CeBiTec – Colloquium
Monday, January 14, 2019, 17 c.t.
G2-104, CeBiTec Building
Dr. James M. Hogan
Science and Engineering Faculty, Queensland University of Technology (Australia)

Fast Clustering of Very Large Sequence Collections
The abundance of molecular sequencing data arising from next generation sequencing technologies presents a wide range of computational challenges. Clustering is often seen as an important first step in analysing these data, whether driven by a particular scientific question or by a more general imperative to allow efficient indexing and search. Many of the more commonly used methods for sequence clustering will not scale to the collections that have emerged over recent years, and new approaches are required.

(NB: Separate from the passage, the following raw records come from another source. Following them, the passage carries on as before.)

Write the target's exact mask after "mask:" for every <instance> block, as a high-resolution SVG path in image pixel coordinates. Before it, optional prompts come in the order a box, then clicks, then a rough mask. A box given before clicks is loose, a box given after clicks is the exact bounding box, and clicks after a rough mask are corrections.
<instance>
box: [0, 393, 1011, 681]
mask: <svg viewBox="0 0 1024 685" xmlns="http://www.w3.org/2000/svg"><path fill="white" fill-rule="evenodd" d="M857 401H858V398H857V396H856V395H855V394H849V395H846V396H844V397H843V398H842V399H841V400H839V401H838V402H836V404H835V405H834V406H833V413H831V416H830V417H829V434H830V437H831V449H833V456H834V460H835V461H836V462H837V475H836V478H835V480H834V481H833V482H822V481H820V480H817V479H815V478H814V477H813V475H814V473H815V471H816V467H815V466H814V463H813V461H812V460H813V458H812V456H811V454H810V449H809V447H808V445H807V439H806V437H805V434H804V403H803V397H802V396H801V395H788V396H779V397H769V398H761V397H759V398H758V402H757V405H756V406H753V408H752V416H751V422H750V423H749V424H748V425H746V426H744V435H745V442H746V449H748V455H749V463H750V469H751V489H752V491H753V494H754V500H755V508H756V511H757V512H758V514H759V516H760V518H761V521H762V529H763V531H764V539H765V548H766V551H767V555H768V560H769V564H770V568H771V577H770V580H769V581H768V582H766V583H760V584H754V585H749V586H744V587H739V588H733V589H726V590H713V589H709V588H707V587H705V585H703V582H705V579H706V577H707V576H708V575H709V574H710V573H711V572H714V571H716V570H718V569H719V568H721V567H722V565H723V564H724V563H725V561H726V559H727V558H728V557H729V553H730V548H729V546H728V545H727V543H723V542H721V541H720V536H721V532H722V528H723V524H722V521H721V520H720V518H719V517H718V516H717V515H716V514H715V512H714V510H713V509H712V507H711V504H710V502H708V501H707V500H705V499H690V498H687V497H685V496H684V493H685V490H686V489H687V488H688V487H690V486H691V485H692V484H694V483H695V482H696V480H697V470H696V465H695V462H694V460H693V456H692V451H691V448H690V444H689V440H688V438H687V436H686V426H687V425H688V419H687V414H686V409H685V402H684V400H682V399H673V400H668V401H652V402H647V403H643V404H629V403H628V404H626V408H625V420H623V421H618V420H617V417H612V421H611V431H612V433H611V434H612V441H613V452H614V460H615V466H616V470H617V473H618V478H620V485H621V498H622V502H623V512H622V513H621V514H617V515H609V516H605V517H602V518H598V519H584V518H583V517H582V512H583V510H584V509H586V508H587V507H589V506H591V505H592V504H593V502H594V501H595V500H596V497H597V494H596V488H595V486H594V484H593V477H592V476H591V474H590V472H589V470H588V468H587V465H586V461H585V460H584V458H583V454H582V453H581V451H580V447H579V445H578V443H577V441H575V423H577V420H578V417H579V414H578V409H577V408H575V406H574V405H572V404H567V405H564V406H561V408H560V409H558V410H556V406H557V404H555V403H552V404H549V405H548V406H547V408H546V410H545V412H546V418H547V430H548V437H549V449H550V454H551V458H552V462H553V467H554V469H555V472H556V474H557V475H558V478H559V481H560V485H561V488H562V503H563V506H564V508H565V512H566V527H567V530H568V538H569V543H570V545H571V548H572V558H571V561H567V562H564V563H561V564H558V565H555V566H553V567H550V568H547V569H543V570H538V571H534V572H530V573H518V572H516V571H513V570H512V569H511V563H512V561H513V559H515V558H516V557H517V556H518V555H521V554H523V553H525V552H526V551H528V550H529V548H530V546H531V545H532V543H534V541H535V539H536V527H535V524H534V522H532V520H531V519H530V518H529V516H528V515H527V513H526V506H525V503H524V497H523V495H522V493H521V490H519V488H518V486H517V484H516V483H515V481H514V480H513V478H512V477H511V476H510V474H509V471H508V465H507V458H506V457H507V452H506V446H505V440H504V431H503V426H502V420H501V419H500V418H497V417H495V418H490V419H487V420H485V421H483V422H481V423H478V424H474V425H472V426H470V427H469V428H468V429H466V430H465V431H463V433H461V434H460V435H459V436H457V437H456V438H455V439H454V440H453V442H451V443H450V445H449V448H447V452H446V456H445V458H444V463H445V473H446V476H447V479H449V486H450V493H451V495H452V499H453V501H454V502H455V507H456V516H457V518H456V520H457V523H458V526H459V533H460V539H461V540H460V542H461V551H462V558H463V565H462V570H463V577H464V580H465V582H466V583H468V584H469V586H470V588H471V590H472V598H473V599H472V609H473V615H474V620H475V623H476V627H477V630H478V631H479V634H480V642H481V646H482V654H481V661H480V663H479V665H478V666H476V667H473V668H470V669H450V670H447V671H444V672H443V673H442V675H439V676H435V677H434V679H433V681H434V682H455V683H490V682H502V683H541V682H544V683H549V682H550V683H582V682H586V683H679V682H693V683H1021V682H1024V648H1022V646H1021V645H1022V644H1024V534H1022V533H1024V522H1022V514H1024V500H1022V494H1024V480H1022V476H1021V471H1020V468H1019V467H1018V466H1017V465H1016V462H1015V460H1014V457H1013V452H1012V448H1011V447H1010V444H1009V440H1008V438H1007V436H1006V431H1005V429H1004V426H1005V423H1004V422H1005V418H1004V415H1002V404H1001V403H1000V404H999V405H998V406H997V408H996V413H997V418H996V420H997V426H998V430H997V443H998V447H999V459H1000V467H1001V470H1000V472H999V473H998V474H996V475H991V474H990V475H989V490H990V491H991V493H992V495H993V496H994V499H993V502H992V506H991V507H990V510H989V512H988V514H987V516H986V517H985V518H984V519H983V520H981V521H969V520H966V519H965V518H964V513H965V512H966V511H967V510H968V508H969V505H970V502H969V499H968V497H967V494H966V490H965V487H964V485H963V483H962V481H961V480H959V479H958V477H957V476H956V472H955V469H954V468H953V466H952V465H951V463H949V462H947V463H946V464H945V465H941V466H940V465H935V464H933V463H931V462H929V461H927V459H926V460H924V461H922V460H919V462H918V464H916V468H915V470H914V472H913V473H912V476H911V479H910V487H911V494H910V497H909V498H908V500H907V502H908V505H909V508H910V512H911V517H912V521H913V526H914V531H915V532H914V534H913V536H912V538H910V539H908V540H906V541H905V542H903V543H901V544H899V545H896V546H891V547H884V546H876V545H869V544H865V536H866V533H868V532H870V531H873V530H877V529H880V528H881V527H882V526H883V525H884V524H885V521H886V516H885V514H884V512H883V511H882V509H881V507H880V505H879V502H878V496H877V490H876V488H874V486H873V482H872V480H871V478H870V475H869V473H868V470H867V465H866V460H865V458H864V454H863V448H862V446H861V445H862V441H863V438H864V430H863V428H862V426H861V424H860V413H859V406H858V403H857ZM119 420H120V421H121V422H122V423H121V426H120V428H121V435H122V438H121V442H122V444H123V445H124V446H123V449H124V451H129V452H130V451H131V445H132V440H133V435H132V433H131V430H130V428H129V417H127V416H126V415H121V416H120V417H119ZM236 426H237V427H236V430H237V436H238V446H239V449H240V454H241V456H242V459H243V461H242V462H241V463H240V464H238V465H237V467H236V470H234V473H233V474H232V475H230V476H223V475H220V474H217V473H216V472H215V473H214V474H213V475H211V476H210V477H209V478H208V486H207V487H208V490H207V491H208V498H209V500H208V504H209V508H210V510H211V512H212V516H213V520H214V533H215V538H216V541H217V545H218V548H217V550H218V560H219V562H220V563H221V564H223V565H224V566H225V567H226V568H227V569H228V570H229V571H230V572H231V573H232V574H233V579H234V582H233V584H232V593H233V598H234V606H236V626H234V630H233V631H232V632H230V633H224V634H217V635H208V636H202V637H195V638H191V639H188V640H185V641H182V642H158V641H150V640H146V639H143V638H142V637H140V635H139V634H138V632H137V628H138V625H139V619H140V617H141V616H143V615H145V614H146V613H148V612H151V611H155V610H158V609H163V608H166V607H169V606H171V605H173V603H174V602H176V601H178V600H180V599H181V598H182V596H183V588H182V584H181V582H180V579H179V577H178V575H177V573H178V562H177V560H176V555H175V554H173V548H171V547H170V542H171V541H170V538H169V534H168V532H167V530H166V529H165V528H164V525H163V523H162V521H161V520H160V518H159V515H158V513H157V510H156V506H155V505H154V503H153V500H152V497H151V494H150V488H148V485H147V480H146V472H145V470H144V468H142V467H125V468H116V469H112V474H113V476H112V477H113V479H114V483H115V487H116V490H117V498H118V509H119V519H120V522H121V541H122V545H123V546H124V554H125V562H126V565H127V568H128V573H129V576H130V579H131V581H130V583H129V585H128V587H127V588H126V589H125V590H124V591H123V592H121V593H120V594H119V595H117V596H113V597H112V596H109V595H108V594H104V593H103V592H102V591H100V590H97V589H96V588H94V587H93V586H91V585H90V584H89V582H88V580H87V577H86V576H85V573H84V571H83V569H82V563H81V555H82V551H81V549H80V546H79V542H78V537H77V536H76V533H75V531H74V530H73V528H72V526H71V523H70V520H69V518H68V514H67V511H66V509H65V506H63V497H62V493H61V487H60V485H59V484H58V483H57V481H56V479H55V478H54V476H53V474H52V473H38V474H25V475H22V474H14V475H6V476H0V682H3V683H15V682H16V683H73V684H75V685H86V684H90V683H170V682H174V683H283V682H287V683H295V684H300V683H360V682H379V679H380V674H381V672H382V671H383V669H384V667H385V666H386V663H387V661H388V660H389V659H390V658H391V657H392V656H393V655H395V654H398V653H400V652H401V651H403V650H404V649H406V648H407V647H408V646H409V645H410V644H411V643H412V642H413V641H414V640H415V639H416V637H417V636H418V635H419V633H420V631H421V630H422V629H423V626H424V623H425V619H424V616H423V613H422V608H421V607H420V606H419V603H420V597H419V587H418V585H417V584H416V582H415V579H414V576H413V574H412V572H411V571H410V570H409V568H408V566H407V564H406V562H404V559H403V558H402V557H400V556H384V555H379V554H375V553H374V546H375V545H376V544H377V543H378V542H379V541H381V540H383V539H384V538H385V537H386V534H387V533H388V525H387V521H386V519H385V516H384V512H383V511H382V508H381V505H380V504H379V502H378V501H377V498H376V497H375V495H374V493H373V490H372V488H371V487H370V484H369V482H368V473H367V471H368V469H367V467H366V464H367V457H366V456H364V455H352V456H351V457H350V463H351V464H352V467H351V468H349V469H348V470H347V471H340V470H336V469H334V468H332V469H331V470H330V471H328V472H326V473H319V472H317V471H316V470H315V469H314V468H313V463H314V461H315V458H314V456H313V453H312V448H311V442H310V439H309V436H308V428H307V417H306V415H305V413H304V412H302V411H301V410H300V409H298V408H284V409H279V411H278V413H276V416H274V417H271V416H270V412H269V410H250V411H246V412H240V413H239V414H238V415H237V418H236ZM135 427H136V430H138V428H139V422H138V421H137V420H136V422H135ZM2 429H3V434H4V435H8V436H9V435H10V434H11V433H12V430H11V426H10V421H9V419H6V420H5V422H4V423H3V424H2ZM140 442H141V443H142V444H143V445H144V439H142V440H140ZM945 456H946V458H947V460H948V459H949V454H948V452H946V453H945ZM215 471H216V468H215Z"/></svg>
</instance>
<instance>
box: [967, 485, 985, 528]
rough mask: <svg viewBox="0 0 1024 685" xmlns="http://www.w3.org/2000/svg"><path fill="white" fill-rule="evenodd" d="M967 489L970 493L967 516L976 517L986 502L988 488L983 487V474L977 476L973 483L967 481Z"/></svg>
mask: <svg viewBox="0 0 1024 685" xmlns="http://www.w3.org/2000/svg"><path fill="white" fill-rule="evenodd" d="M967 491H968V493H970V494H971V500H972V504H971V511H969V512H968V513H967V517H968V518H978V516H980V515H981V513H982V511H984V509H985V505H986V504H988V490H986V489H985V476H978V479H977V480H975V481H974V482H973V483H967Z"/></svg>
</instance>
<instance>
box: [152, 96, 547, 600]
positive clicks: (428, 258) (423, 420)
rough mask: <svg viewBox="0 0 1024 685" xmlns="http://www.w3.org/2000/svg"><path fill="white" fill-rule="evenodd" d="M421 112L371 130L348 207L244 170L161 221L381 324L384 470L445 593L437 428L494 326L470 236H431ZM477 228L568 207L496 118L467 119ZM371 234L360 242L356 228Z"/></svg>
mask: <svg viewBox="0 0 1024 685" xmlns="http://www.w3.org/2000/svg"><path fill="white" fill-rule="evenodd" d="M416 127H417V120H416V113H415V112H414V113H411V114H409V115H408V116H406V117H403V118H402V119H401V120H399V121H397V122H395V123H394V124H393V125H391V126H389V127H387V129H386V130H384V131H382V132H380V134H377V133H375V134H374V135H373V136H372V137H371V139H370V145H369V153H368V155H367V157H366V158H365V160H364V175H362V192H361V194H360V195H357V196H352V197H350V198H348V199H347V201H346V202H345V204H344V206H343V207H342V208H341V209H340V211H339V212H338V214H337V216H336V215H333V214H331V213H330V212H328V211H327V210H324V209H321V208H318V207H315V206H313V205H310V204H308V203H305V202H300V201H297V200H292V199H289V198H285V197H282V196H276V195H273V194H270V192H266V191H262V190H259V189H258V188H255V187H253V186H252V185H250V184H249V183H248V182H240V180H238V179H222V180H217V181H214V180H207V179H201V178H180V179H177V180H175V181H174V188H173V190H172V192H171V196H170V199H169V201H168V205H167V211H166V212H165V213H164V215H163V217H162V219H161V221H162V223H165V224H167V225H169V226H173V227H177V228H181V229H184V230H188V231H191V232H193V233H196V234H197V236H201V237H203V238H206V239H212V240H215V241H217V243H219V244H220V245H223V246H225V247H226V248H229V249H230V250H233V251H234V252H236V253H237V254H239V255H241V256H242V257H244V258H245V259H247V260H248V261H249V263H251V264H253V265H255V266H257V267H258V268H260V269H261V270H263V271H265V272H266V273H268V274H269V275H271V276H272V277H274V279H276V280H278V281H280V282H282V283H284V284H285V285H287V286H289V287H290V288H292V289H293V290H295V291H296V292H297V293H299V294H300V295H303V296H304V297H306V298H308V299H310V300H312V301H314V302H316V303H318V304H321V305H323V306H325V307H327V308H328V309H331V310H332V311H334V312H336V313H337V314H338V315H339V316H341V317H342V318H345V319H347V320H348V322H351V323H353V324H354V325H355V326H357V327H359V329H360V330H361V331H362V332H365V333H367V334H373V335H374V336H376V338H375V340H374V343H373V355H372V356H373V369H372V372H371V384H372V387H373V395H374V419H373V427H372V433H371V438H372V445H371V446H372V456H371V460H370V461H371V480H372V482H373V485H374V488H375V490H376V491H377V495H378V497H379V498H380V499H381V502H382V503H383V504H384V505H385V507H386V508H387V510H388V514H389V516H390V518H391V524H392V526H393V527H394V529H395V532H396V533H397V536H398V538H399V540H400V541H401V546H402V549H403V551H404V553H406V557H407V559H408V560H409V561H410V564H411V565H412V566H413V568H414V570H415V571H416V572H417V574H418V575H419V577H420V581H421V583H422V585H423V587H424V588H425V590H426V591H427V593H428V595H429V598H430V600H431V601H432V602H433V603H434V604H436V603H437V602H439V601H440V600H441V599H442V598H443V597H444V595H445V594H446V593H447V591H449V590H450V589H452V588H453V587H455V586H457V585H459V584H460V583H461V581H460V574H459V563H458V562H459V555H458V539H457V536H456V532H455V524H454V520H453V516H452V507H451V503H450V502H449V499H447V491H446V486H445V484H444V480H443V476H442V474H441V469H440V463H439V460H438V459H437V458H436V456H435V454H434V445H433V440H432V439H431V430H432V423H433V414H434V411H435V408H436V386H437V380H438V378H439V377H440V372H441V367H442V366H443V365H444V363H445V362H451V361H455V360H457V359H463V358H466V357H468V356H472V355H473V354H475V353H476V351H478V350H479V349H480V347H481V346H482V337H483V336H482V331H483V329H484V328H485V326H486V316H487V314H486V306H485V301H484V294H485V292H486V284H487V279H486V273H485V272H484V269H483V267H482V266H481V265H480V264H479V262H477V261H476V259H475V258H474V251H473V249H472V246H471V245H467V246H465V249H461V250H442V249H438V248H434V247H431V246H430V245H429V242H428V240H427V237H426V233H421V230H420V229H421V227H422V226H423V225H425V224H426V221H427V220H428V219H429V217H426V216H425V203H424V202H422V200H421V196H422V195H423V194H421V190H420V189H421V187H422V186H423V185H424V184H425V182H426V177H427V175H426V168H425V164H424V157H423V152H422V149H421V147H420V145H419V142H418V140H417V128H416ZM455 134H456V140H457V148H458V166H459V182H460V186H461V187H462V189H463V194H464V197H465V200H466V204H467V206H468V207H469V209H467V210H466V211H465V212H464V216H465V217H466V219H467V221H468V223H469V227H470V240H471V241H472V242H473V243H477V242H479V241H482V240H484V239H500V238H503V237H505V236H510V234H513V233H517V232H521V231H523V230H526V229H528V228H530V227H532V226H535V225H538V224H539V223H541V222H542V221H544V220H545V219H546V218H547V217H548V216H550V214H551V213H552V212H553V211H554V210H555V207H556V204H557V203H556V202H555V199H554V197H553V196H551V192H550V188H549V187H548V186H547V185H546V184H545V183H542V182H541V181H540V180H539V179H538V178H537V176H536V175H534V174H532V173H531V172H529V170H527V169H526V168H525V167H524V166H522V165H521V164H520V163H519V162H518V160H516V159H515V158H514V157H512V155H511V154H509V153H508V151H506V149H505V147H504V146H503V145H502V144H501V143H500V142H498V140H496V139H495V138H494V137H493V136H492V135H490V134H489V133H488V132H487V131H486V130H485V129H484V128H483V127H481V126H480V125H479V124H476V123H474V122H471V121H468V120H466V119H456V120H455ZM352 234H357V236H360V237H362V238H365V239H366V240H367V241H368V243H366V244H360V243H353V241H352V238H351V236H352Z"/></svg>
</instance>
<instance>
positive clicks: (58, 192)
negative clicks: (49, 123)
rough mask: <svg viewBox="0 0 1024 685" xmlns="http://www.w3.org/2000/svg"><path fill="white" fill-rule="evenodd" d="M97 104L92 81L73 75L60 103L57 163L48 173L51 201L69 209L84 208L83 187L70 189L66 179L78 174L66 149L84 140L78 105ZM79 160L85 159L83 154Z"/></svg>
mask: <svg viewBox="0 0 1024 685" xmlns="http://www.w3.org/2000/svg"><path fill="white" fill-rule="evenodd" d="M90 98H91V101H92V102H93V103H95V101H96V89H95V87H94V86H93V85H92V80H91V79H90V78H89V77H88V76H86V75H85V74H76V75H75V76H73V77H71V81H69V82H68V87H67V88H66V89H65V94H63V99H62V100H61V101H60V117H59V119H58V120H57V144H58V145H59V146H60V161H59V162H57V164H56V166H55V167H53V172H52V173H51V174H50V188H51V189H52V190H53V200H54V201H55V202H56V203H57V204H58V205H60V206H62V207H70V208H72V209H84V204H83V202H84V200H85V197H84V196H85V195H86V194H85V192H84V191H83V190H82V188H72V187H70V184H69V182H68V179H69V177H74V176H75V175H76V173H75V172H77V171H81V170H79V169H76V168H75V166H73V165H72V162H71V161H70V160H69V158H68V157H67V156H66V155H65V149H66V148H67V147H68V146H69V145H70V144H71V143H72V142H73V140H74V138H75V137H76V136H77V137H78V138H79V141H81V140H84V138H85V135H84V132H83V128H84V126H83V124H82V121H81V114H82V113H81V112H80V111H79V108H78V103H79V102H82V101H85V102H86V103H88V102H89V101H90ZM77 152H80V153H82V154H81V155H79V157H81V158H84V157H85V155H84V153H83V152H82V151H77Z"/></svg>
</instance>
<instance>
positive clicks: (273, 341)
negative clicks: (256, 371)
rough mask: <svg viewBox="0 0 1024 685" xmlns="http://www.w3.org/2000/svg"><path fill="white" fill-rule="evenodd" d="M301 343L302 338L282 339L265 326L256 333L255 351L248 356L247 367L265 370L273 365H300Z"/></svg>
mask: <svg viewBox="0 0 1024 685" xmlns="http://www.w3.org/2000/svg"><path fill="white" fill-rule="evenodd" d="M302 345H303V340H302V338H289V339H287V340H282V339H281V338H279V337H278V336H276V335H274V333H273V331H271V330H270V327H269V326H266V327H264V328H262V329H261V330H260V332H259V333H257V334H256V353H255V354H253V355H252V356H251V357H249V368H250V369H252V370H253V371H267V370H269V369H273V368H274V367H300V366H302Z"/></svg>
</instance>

All clustering is dependent on similarity, and issues of scale may appear less through the number of bases in the collection than through the number of sequences or reads to be compared. Like many before us, we seek approaches which support accurate, but lightning-fast comparison of pairs of sequences, but are careful to make these comparisons only when necessary. The problem then decouples into two, almost independent components: sequence representation and efficient construction and storage of the resulting clusters.
In this talk I will present our work based on binary signature representations of sequence data, coupled with two distinct clustering approaches, which we call SigClust and ParkTree. Each of these methods require that sequences be embedded in a binary vector space of some fixed dimension, usually some small multiple of the machine word size (256 is a typical choice). Signature mappings are locality preserving, supporting approximate matches. Pairwise comparison then reduces to a small number of standard machine instructions, proving orders of magnitude faster matching than standard methods. I will describe different methods of signature construction, their applications and limitations, but the essential issue is that each sequence, regardless of length, is mapped to a binary vector of a common size.
Once these representations are obtained, the collection is clustered using SigClust (effectively a k-means based approach) or ParkTree (a balanced, hierarchical k-Tree). We demonstrate the success of our approach on the largest datasets available from the SILVA project, showing that our methods provide clustering quality comparable to those of a number of standard methods while offering performance an order of magnitude faster than these alternatives. Through the use of synthetic data, we show that this new approach is able to handle even extreme scale data sets in convenient timeframes, allowing rapid analyses to be performed over collections of tens of millions of reads in a single run.
[Joint work with Shlomo Geva, Timothy Chappell and Dimitri Perrin. SigClust and ParkTree are available from https://github.com/tchappell/SigClust and https://github.com/tchappell/parktree respectively.]
 
Host: Prof. Dr. Jens Stoye